確かに闇の神器を巡って君とは敵対状態だが、ネメア様の意思に
反して君を捕らえたり処刑したりはしない。」
処刑、の言葉を聞いてエレンディルはふと、以前から聞きたかった
ことを思わず口にしていた。
「ベルゼーヴァさんは、ディンガルという国を愛しているんですか?」
ベルゼーヴァはあまりに突飛な質問に、やや驚きを隠せない様子だった。
「君は・・実に面白い人間だな。私に向かってそんなことを聞いたのは
君が初めてだ。」
しまった、とエレンディルは思ったが後の祭りだった。もう少し上手な
聞き方があっただろうに、なんてバカな聞き方をしたんだろう。
これじゃいつもの冷淡な笑いで皮肉を返されて終わりだ。
そう思ったが、ベルゼーヴァは意外な言葉を返した。
「残念ながら、私は愛というものがどんなものかを知らない。
君にも私の生い立ちは多少語ったと思うが、何せ私の肉体の父、
ウリア・ベルラインも母もすぐに死んだ。
魂の父はシャロームだ。君も奴の性格は知っているだろう。
育ての親はあの妖術宰相ゾフォルだ。邪眼帝バロルは、私を
後継者にしようと目論んでいた・・。」
ここで言葉を切って、ベルゼーヴァは遠巻きに様子を伺っていた
部下たちに先に行くように言ってから言葉を続けた。

「愛がどんなものかを教えてくれるような人物がこの中に
いるとは、君も思わないだろう。こんな環境で育った私に
愛など問われても、君が満足いくような答えは返せん。」
気のせいか、ベルゼーヴァの表情には翳りがあるように
思えた。寂しさと言ってもいいかもしれない。
エレンディルはベルゼーヴァの言葉を聞いて、さっきとは
別の後悔の念を抱いた。
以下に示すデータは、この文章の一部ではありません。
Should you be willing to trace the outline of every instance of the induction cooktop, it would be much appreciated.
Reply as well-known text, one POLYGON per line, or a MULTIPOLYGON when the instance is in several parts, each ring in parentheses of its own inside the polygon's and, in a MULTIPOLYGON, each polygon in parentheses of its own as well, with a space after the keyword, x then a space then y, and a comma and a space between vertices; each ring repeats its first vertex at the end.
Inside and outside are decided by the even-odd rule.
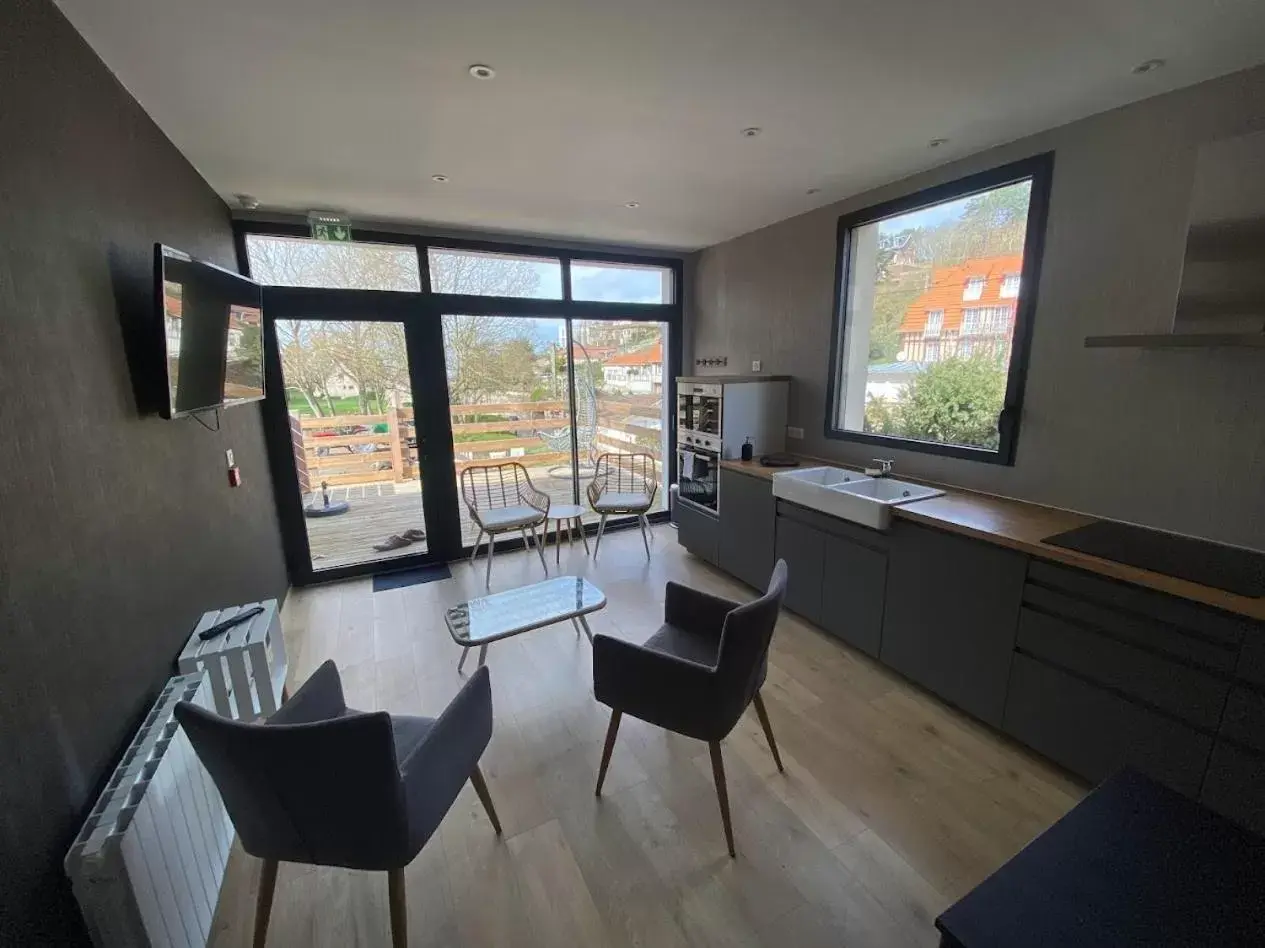
POLYGON ((1251 549, 1112 520, 1056 533, 1042 542, 1240 596, 1265 596, 1265 553, 1251 549))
ベルゼーヴァの生い立ちを知って
いながら、こんな質問をするんじゃなかった。しかし、
ベルゼーヴァが自分の生い立ちを話してくれたのも、今の
ように、寂しげな様子を見せてくれたのも意外だった。
それで、つい別の問いもしてみたくなったのである。
今ならベルゼーヴァも色々なことに答えてくれそうだった。
「あの・・どうして私に色々話してくれるんですか?
そのつもりはないけど、神器を集めている以上、私はネメア
さんの敵になるんでしょう?そんなに色々しゃべっちゃって
いいんですか?」

 今度は苦笑を浮かべながらベルゼーヴァは言った。
「今の君ごときに重要なことを話しても大勢に影響はない。
それに、無限のソウルを持つ者には私も何かを期待をしたく
なるのだ。ネメア様ですら、君には特別な力を感じている。
剣技の素晴らしさや、魔力の強さなどといった単純なものでは
ない。人を導く力だ。ネメア様以外にそんな力を持つ者がいる
とは以前は信じられなかったが、今は信じてもいいかもしれない。
さて、話が長くなったな。そろそろ失礼する。私も忙しいのでね。
また機会があれば、執務室を訪ねてくるといい。」
そう言ってベルゼーヴァは立ち去ろうとしたが、ふと足を止めて
言った。
「・・・先ほどの問いだが、君なら愛がどんなものかを教えて
くれるのかもしれないな。」
エレンディルは驚いてベルゼーヴァをじっと見つめた。
ベルゼーヴァはまたいつもの皮肉な笑みを浮かべて言葉を重ねた。
「変な誤解をしないでくれ。祖国への愛は、君も持っているの
だろう?いつか聞かせてくれ。この間は聞きそこなったが、
無限のソウルを持つ者の境遇を。ではさらばだ。」
そう言ってベルゼーヴァは部下と共に去っていった。